Toujours selon la BCT, les services de la dette extérieure cumulés ont augmenté de 19%, à 1480 millions de dinars (MD), à la date du 10 mars courant. Et ce, en comparaison avec la même période de l’année dernière.
Plusieurs tentatives de négociations
En fait, le problème de la dette extérieure ne date pas d’aujourd’hui. Il a commencé peu après l’Indépendance en 1956. Par son ampleur et ses multiples implications économiques, politiques et sociales, cette dette est devenue une donnée incontournable de la réalité tunisienne. On entend souvent les experts et les analystes économiques se demander : «Cette dette est-elle, comme elle est supposée l’être, un outil pour financement du développement économique et social de la Tunisie ? Ou bien, au contraire, un mécanisme financier de transfert de valeur ajoutée locale vers le capital mondial ? ». Bon ou mauvais choix, en tout cas, le phénomène de l’endettement extérieur s’amplifie d’une année à l’autre, et les bailleurs de fonds ne sont pas prêts à reculer et réclament haut et fort leur argent. D’ailleurs, c’était prévisible, la Tunisie devra connaître, en 2021, des contraintes inhérentes au paiement de crédits remboursables sur une période allant de 5 à 10 ans, soit un à deux prêts seront remboursés chaque année. Durant l’année 2021, la Tunisie aura à rembourser de gros montants, deux prêts garantis par les Etats-Unis d’Amérique d’un montant global d’un milliard de dollars, et d’autres prêts accordés par la France, l’Italie, le Qatar et l’Arabie saoudite.
Afin de réduire les pressions de ces remboursements sur les finances publiques, Selim Azzabi, ministre du Développement, de la Coopération internationale et de l’Investissement dans le gouvernement d’Elyès Fakhfakh, avait annoncé, en juillet 2020, que « la Tunisie est en train de négocier avec la France, l’Italie, le Qatar et l’Arabie saoudite pour le report ou le rééchelonnement de crédits contractés auprès de ces quatre pays ». Il a même certifié que « cette question n’aura pas des répercussions sur la crédibilité du pays, le but étant de réduire les pressions sur les finances publiques ». Seulement, il n’a pas eu le temps d’achever cette tâche pour les raisons qu’on connaît : le départ de son gouvernement remplacé par celui de Mechichi. Fayçal Derbal, rapporteur de la Commission parlementaire des finances, de la planification et du développement à l’ARP et ancien conseiller économique du gouvernement Youssef Chahed, a recommandé au gouvernement Mechichi de reprendre ces négociations. D’après certains supports médiatiques étrangers, cette question a été au centre de l’entretien qui a eu lieu, le 23 février 2021, entre Ali Kôoli, ministre des Finances, de l’Economie et de l’Appui à l’investissement, et Saâd Ben Naceur Hamidi.

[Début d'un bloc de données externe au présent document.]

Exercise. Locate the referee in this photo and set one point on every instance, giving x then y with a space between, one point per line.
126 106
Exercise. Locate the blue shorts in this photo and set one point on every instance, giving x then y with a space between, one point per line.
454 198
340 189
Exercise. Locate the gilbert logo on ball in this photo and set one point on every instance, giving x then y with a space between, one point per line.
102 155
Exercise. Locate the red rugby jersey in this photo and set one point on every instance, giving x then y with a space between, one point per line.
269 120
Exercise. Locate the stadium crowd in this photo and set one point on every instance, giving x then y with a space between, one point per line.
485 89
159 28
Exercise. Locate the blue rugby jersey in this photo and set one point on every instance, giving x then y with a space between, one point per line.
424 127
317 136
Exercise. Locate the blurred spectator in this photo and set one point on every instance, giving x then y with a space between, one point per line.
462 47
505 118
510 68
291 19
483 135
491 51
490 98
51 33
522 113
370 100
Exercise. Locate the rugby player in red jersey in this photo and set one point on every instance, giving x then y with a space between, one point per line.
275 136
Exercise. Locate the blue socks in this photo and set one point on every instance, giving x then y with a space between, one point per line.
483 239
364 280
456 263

Plusieurs sont ceux qui recommandent au gouvernement de penser sérieusement au rééchelonnement de la dette publique, au regard du surendettement qui plombe les comptes du pays. Mais qu’est-ce qu’un rééchelonnement ? Il s’agit en fait, d’une pratique par laquelle un débiteur, prévoyant de n’être plus en mesure de régler les échéances futures de sa dette selon les conditions initialement prévues, obtient de son créancier qu’il consente à réduire le montant de chacune d’elles et à prolonger la durée de leur remboursement. Les créanciers donnent alors de nouveaux prêts pour payer les anciens.
Oui pour l’allègement ou la suppression… mais !

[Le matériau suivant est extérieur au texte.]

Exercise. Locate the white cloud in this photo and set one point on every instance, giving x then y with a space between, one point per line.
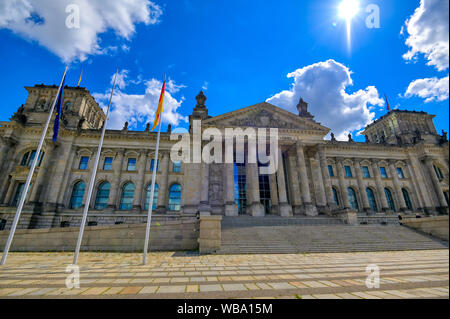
428 30
44 21
141 108
121 79
430 89
323 85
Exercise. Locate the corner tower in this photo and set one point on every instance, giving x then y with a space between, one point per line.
80 110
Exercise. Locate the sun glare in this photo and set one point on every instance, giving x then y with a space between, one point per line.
348 9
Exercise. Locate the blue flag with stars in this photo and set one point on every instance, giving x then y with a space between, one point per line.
58 107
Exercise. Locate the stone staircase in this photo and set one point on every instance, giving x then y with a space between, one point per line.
274 235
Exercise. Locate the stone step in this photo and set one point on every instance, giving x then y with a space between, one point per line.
324 238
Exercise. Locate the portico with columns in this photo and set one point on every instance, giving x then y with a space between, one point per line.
315 175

Parmi les partisans de cette pratique, il y a Habib Karaouli, Pdg de « CAP Bank » et vice-président du Club des dirigeants des banques africaines. Lors d’un passage sur les ondes d’une radio privée, une année auparavant, ce dernier avait défendu l’idée du rééchelonnement du remboursement de la dette. Pour lui, « il ne faut recourir à cette démarche qu’en cas de force majeure ». Il a déclaré que la proposition du Président Macron de supprimer la grande partie de la dette africaine n’est pas la première du genre. En effet, « en 1996, le programme Pays pauvres très endettés et le programme ‘‘l’initiative d’allègement de la dette multilatérale (IADM)’’ du FMI ont vu le jour. L’IADM a permis d’annuler toute la dette du Congo, Tchad, Zambie, Gambie et d’autres pays africains en 2009 », a-t-il prononcé. Il a néanmoins assuré que « des années plus tard, le taux d’endettement du Congo a atteint 120% du PIB. Et ce, malgré la suppression de la dette en 2009. La meilleure solution est de compter sur soi et concevoir un modèle de développement fort ».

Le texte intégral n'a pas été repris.